Tuesday, November 16, 2010


I should have known when I saw the Oregon plates on his car that we'd have a connection. But, truth be told, I didn't even notice that we shared a common bond with Oregon until he asked me where I was from. The job we'd gone there to do was fairly simple—replacing a grab bar in his shower. Jobs with CHRPA aren't always about the repair work though; this trip would be more about the person than the house.

It turns out he had spent a significant amount of time living in Bandon, Oregon, the same small southwestern oceanside town that my grandma has lived since the 1970s. Mike served with the coast guard in WWII, and simply loved spending time near the water. After retirement, he'd owned and operated a lobster boat out of Maine, gone to Chinese cooking school, and lived out west in Oregon for health reasons. He had quite a story—the kind of story I hope to tell when I reach that point in life.

We finished up the grab bar without problems and went to work trying to fix his screen door. It was exciting for me, as my family had screen doors back home and I knew exactly what to do, at least in theory. As we worked, he chatted with us about his incredible life, laughing with us as we struggled to implement the plans I had in my head to fix the door. He even asked us at one point if we were more than “work partners,” because “you're just both good-looking young people with a natural chemistry.” We laughed pretty hard at that.

Things got a little more serious after we'd finished repairing the door. He was really grateful for us doing more than he'd anticipated, and really wanted to show his gratitude. He offered us a cup of coffee, despite the fact that we were working in at least a 90 degree day. My philosophy on a client offering me something, no matter what it is, is to take it, because that makes our relationship more reciprocal, rather than me being someone providing something for them without them in turn somehow providing something for me. It builds mutual respect, rather than a dependent relationship. Plus, as Mike said, “I can never make a pot of coffee for me to drink one cup. If you have one, I can justify making it.”

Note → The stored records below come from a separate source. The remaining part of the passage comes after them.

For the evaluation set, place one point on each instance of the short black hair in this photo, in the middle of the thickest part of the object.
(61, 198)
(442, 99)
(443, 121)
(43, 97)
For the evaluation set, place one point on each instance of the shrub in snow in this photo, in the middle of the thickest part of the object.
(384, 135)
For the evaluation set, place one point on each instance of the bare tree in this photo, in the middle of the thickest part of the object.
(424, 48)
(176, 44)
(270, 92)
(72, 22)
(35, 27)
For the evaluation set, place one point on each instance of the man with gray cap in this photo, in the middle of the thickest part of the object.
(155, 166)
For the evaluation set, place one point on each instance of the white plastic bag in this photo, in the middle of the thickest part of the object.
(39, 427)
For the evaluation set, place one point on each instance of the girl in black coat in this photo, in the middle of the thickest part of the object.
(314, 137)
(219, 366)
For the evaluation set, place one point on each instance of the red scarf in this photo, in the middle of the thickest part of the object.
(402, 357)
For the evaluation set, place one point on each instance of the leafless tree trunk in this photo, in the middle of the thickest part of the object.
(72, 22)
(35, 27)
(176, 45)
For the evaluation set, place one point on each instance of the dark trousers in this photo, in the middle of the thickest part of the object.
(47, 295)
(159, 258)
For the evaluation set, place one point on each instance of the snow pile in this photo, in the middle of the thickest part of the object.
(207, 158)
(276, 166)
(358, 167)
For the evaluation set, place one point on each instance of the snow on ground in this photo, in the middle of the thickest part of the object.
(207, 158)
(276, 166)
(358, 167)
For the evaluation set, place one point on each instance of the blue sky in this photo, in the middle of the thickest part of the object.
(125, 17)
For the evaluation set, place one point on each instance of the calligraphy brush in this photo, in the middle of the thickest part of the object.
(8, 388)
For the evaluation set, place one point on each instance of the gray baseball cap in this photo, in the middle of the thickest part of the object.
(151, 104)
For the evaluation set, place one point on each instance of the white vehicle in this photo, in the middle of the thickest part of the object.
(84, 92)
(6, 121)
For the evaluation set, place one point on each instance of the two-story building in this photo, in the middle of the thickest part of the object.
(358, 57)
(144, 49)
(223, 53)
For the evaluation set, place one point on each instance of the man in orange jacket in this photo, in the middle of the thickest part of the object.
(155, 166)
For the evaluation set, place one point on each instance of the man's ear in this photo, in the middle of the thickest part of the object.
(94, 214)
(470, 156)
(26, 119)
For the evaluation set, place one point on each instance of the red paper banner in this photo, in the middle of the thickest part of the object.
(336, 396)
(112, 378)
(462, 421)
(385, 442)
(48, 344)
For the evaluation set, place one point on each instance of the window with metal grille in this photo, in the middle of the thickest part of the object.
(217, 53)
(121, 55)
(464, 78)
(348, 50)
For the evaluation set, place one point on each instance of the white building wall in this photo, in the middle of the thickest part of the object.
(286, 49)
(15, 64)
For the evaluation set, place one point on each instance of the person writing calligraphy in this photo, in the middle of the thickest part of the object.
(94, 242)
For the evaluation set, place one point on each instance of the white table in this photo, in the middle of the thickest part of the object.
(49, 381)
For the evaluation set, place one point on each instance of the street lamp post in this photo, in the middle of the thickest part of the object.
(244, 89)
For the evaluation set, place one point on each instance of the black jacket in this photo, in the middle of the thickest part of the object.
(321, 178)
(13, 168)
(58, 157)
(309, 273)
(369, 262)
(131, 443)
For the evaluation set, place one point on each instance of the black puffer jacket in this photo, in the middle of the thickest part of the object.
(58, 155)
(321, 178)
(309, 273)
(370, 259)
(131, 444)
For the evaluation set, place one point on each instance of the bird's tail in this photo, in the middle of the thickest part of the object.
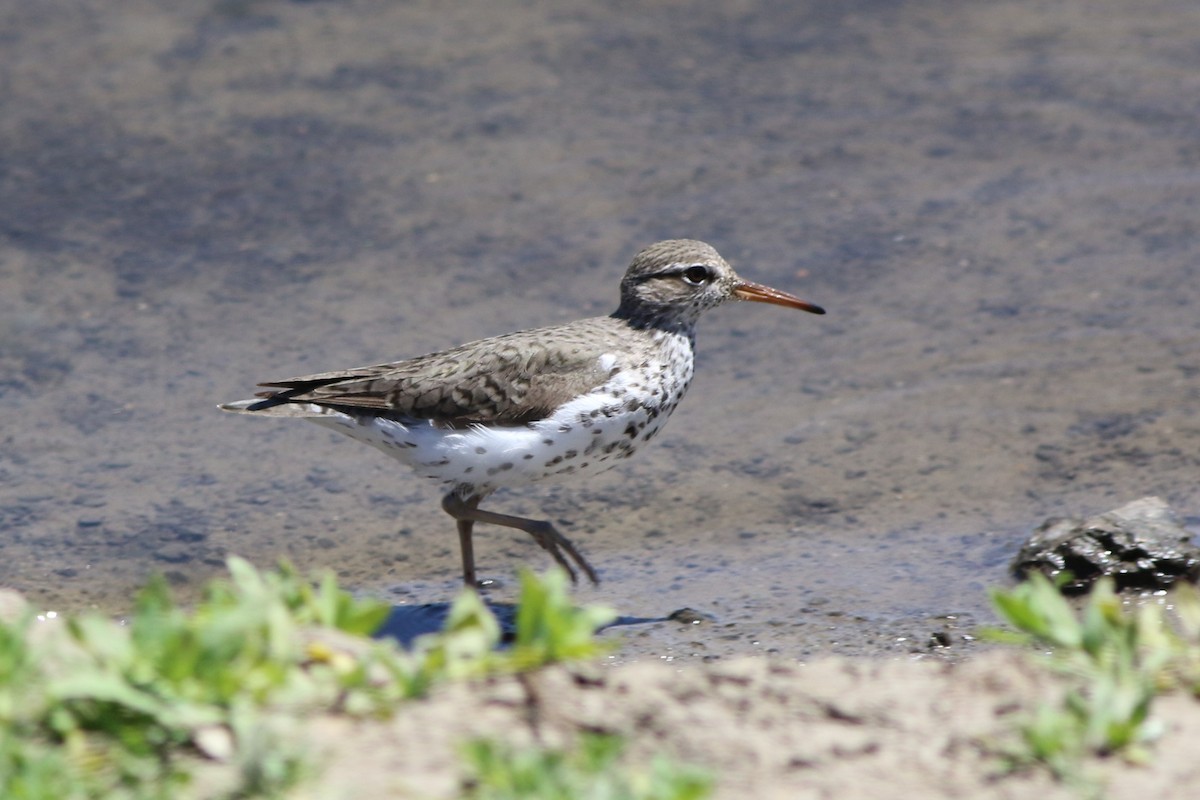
(265, 407)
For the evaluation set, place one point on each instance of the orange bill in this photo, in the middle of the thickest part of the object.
(759, 293)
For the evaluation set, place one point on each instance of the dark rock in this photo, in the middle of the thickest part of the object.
(1141, 546)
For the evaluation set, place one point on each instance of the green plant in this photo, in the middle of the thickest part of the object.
(1119, 660)
(591, 771)
(93, 708)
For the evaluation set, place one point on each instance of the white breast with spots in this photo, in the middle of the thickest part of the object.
(586, 435)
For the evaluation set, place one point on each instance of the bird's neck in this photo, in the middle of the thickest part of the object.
(649, 318)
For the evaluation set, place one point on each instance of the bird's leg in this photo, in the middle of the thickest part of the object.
(467, 511)
(456, 507)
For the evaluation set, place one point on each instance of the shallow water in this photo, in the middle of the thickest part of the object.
(996, 202)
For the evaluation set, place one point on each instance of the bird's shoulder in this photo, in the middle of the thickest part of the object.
(513, 378)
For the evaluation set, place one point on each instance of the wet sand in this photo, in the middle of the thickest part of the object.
(996, 202)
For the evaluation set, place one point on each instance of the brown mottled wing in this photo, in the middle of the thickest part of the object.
(514, 378)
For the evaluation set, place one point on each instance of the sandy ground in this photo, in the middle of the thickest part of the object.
(833, 728)
(996, 200)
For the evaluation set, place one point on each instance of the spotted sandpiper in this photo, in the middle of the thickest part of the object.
(537, 404)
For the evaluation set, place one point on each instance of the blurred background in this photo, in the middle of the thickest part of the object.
(996, 200)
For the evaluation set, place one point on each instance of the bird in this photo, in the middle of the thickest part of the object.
(533, 405)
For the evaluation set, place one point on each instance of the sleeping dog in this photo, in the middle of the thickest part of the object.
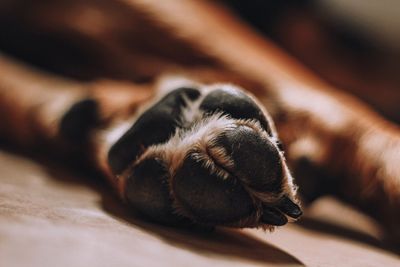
(191, 138)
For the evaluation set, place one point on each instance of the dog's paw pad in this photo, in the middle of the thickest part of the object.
(211, 156)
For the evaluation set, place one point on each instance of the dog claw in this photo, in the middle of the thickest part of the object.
(272, 216)
(210, 157)
(288, 207)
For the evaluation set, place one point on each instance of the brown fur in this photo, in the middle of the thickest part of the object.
(334, 132)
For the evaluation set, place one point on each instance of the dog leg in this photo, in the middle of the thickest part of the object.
(178, 154)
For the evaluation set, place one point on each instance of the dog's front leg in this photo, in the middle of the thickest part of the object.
(180, 153)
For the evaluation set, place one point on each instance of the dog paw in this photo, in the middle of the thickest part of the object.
(207, 154)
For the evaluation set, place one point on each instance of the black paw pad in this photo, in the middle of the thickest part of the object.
(236, 104)
(154, 126)
(209, 198)
(147, 190)
(256, 160)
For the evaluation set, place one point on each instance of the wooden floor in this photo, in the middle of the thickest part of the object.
(50, 216)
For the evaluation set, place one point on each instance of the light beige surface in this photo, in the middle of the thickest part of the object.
(50, 216)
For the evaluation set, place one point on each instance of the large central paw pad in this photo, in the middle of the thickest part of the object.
(208, 154)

While we were munching on the biscotti Mike kept putting in front of us, and as I sipped my coffee, Mike told us about his summer, when a group supporting veterans paid the airfare for any living survivors of World War II to go to Washington D.C. for the dedication of the new WWII memorial. Mike spoke of the emotional experience he felt, the anguish he goes through thinking about his brothers that didn't make it through the war. And, when he said “Freedom isn't free,” for the first time in my life I didn't cringe at the overused platitude.

Mike had seen on my wrist that I wore many bracelets, one of which simply says, “Peace.” He looked at Amy and me and said, “I hope we have peace. And I hope you young people never have to experience what I did. I was hoping after our war we could have peace. I still hope for you.”

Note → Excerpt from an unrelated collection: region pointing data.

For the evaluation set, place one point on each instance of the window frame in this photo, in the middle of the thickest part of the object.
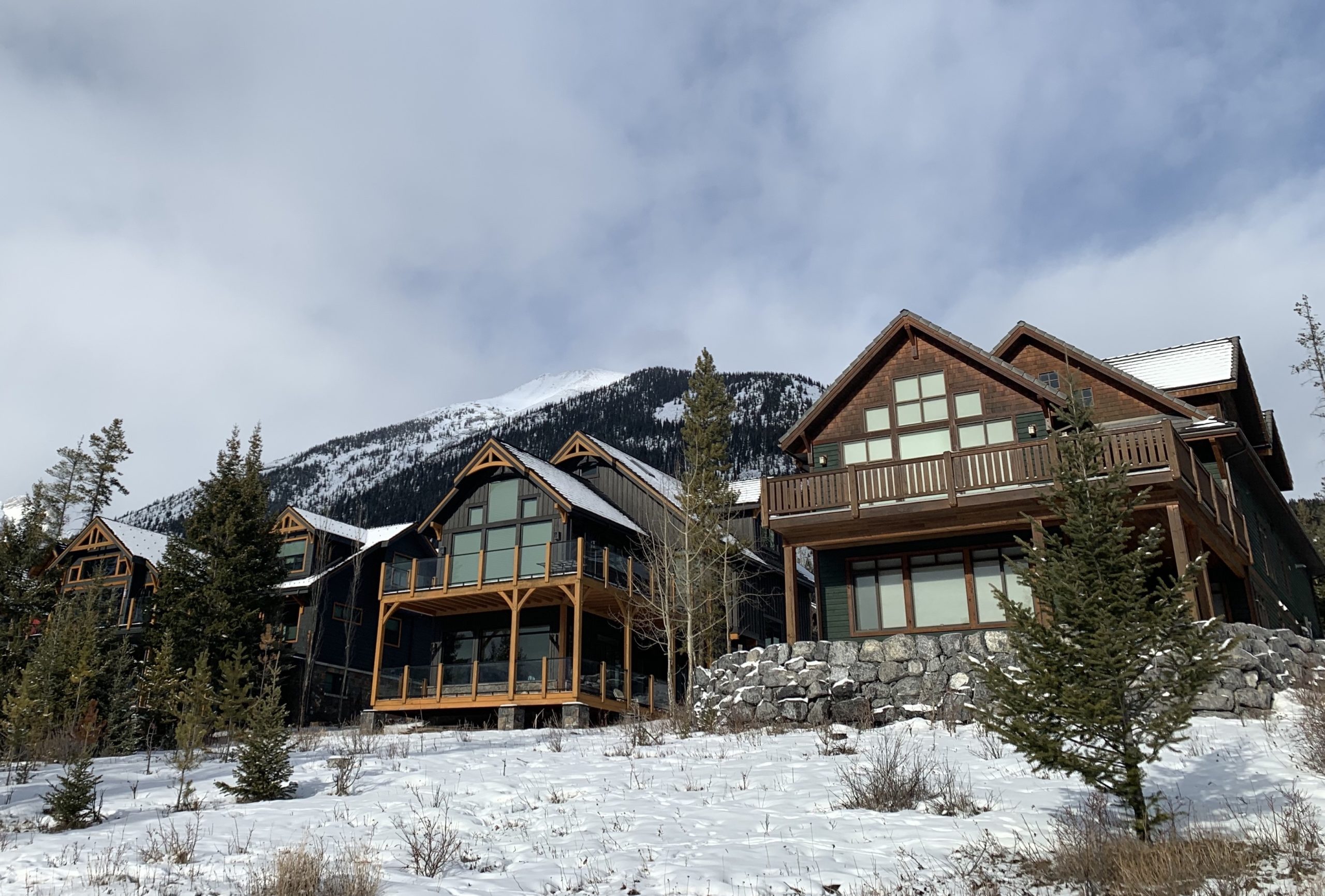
(908, 597)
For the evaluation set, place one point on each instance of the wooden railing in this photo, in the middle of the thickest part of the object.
(1152, 447)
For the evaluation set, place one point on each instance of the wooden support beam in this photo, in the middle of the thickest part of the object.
(1181, 556)
(789, 580)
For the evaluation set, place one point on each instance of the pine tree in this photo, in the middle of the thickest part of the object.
(101, 481)
(223, 594)
(1108, 667)
(264, 765)
(67, 491)
(195, 720)
(72, 804)
(235, 698)
(159, 696)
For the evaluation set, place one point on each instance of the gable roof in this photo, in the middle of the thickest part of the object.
(1100, 366)
(566, 490)
(1196, 363)
(904, 321)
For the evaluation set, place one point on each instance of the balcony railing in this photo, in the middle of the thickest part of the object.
(532, 562)
(953, 475)
(460, 683)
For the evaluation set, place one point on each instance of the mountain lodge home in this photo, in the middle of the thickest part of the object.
(924, 459)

Then he looked at me and told me about a bracelet they gave to all the veterans who were at the memorial dedication. “I don't wear it, but you wear bracelets, and I don't have any children or relatives to give it to—would you want it?”
A million things passed through my head in that moment: I don't support the wars we're in, or think they're justified, nor do I typically endorse my country's actions abroad. I knew that my taking that bracelet was incredibly important to Mike, but I didn't want to take it without really grasping and accepting responsibility for the item I was about to receive. After a pause, I told Mike I would be absolutely honored to wear that bracelet for him. With tears in his eyes, he went to a dresser and handed it to me.

Before we left that day Mike showed us pictures from his computer of the dedication ceremony and the memorial itself. Mike didn't need to say much at that point. We were all in tears—the two young, idealistic young people, fervently anti-war, and the aging veteran, a peace-activist in his own right.

I left that day with a rubber bracelet of the stars and stripes on my wrist. It took some getting used to, especially in relationship to all my other bracelets, but whenever I look at it, I can't help but think of that passionate man living by himself, hoping for a better tomorrow. There are times just looking at it and thinking about the powerful way I received it brings tears to my eyes.

When we meet each other face to face, we find our humanity together.


  1. Once again, Luke, I find tears in my eyes after reading. I love you, son.